In the 1783 peace treaty which ended the Revolutionary War, the British ceded the land of their Native American allies to the United States. Without British military support, Native Americans were compelled to sign various peace treaties which ceded portions of the Northwest Territory to the United States, culminating with the Treaty of Fort Harmar in 1789. Egushawa opposed these treaties and did not consider them to be binding.
==Northwest Indian War==
After the Revolutionary War, Shawnees of the Ohio Country began to forge a confederacy to oppose U.S. occupation of the land ceded by the British. These efforts were clandestinely supported by the British, who had refused to abandon Fort Detroit and Fort Mackinac as called for in the 1783 peace treaty. Egushawa was initially reluctant to take part in the Northwest Indian War, but he joined the native confederacy after the defeat of an American army led by Josiah Harmar in October 1790.

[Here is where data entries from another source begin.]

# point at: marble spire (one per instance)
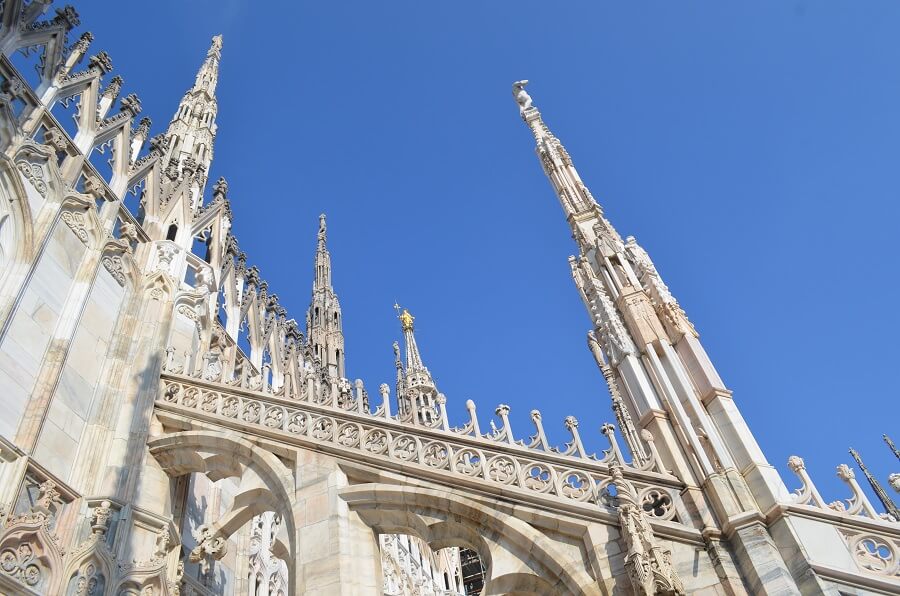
(324, 319)
(192, 131)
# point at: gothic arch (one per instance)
(266, 483)
(91, 563)
(442, 518)
(31, 556)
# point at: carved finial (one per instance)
(128, 233)
(216, 48)
(143, 128)
(131, 103)
(159, 144)
(406, 319)
(48, 498)
(844, 472)
(93, 186)
(114, 86)
(55, 139)
(189, 165)
(68, 17)
(13, 87)
(83, 43)
(100, 519)
(220, 188)
(100, 61)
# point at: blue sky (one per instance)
(752, 149)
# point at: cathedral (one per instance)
(168, 428)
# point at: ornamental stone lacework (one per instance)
(169, 430)
(567, 473)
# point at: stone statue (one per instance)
(522, 97)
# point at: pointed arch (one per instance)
(269, 483)
(514, 551)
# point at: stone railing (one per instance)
(347, 430)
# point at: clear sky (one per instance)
(752, 149)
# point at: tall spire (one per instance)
(324, 326)
(645, 343)
(876, 487)
(192, 131)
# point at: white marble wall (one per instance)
(71, 405)
(34, 322)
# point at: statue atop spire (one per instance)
(419, 397)
(406, 320)
(522, 96)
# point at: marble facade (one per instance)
(168, 429)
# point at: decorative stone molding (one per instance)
(567, 474)
(649, 566)
(34, 174)
(209, 544)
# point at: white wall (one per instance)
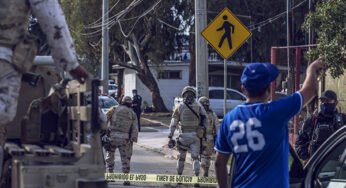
(129, 82)
(169, 88)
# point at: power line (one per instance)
(145, 13)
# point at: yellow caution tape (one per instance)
(160, 178)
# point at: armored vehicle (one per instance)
(54, 140)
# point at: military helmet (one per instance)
(186, 89)
(126, 99)
(203, 100)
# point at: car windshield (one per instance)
(107, 102)
(113, 87)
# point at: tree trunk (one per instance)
(192, 67)
(148, 80)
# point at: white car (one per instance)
(216, 100)
(112, 90)
(106, 102)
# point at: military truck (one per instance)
(54, 140)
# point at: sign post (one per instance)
(226, 33)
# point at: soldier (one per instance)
(317, 128)
(211, 132)
(136, 105)
(17, 49)
(123, 132)
(191, 119)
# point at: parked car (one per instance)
(216, 99)
(112, 90)
(325, 169)
(106, 102)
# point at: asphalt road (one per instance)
(149, 162)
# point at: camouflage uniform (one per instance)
(208, 143)
(123, 132)
(188, 124)
(14, 21)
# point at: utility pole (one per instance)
(105, 46)
(201, 49)
(288, 23)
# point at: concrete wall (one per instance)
(130, 81)
(339, 87)
(169, 88)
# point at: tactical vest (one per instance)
(122, 119)
(210, 125)
(323, 129)
(188, 120)
(15, 23)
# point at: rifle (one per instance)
(201, 118)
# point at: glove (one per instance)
(171, 143)
(80, 74)
(133, 139)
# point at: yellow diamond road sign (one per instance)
(226, 33)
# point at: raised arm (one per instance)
(309, 89)
(53, 25)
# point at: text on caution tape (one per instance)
(160, 178)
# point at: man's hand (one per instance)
(134, 139)
(80, 74)
(318, 64)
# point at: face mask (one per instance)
(206, 107)
(328, 108)
(189, 98)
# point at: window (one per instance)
(331, 169)
(170, 74)
(107, 102)
(234, 96)
(112, 87)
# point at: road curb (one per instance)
(155, 122)
(173, 154)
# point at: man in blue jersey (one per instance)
(256, 132)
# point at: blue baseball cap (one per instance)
(257, 76)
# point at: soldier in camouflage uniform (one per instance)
(185, 116)
(123, 132)
(211, 132)
(17, 49)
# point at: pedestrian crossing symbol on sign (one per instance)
(226, 33)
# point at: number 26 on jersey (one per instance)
(241, 130)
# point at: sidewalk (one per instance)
(154, 136)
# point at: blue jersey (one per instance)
(257, 135)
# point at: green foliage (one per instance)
(329, 22)
(81, 14)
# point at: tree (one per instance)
(328, 21)
(135, 32)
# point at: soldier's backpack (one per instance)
(323, 131)
(4, 6)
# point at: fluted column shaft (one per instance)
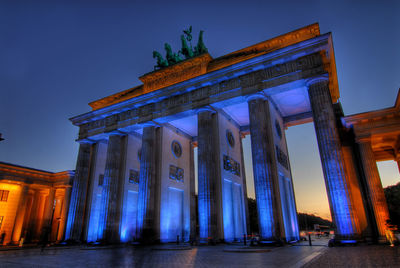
(332, 159)
(109, 221)
(49, 207)
(207, 175)
(263, 155)
(375, 193)
(21, 214)
(78, 194)
(148, 187)
(192, 195)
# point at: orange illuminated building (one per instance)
(32, 202)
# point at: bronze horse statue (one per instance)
(172, 58)
(161, 63)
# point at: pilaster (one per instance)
(375, 194)
(149, 184)
(20, 216)
(77, 205)
(264, 168)
(208, 177)
(110, 198)
(332, 158)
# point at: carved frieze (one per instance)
(200, 96)
(177, 73)
(281, 157)
(231, 165)
(176, 173)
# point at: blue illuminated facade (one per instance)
(148, 192)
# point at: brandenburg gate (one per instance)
(135, 175)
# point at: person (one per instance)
(2, 238)
(389, 233)
(45, 238)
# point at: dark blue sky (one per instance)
(56, 56)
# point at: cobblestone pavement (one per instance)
(205, 256)
(359, 256)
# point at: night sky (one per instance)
(57, 56)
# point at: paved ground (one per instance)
(210, 256)
(360, 256)
(302, 255)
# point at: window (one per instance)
(101, 179)
(134, 176)
(4, 195)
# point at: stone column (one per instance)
(332, 158)
(192, 196)
(79, 191)
(246, 205)
(20, 216)
(110, 199)
(264, 168)
(149, 185)
(49, 207)
(208, 176)
(375, 195)
(61, 231)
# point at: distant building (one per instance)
(32, 200)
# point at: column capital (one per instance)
(363, 139)
(115, 132)
(151, 124)
(86, 141)
(205, 109)
(316, 80)
(255, 96)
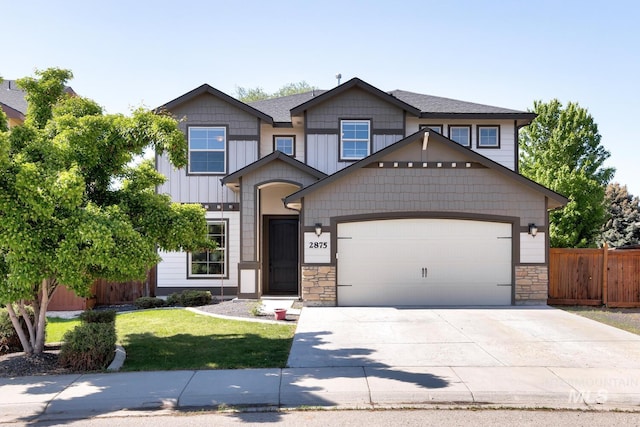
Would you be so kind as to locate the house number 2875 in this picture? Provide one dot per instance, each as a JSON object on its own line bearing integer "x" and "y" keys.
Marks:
{"x": 318, "y": 245}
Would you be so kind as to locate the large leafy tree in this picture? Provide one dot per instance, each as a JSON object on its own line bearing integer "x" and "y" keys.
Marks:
{"x": 258, "y": 94}
{"x": 623, "y": 223}
{"x": 72, "y": 206}
{"x": 561, "y": 149}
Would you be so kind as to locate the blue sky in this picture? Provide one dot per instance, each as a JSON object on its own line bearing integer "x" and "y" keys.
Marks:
{"x": 507, "y": 53}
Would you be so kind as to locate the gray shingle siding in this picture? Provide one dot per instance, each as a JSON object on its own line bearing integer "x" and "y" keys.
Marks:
{"x": 209, "y": 110}
{"x": 473, "y": 191}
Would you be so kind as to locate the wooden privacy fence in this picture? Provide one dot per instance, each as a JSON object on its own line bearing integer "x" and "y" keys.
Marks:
{"x": 105, "y": 293}
{"x": 594, "y": 277}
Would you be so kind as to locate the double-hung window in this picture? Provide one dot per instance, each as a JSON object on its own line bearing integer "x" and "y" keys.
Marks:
{"x": 461, "y": 135}
{"x": 355, "y": 139}
{"x": 211, "y": 263}
{"x": 488, "y": 136}
{"x": 286, "y": 144}
{"x": 207, "y": 149}
{"x": 435, "y": 128}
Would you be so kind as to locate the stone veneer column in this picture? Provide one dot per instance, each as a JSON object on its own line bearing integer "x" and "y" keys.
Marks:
{"x": 319, "y": 286}
{"x": 532, "y": 284}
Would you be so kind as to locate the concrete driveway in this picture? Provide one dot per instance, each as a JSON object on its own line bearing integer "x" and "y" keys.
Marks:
{"x": 477, "y": 337}
{"x": 533, "y": 356}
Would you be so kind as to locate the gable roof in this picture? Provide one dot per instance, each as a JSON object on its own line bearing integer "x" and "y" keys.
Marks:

As a war chief, recruiter, and a diplomat to the British, Egushawa became one of the most prominent leaders in the war. In 1791, he probably led the Ottawa, Ojibwa, and Potawatomi contingent at the Battle of the Wabash, the most severe defeat ever suffered by the United States at the hands of American Indians. In 1794, Egushawa was seriously wounded in the American Indian defeat at the Battle of Fallen Timbers, which brought an end to the war. It was the last time he saw combat.
Recuperating, he lived on the Maumee or Raisin Rivers. He continued to urge fellow American Indian leaders to support the British Crown. With the British distracted by European wars, however, military support was not forthcoming, and so Egushawa agreed to negotiate a peace treaty with the Americans, one of the last chiefs to do so. He signed the Treaty of Greenville on August 3, 1795, ceding much of present Ohio to the United States. He died near Detroit shortly thereafter, probably leaving no descendants.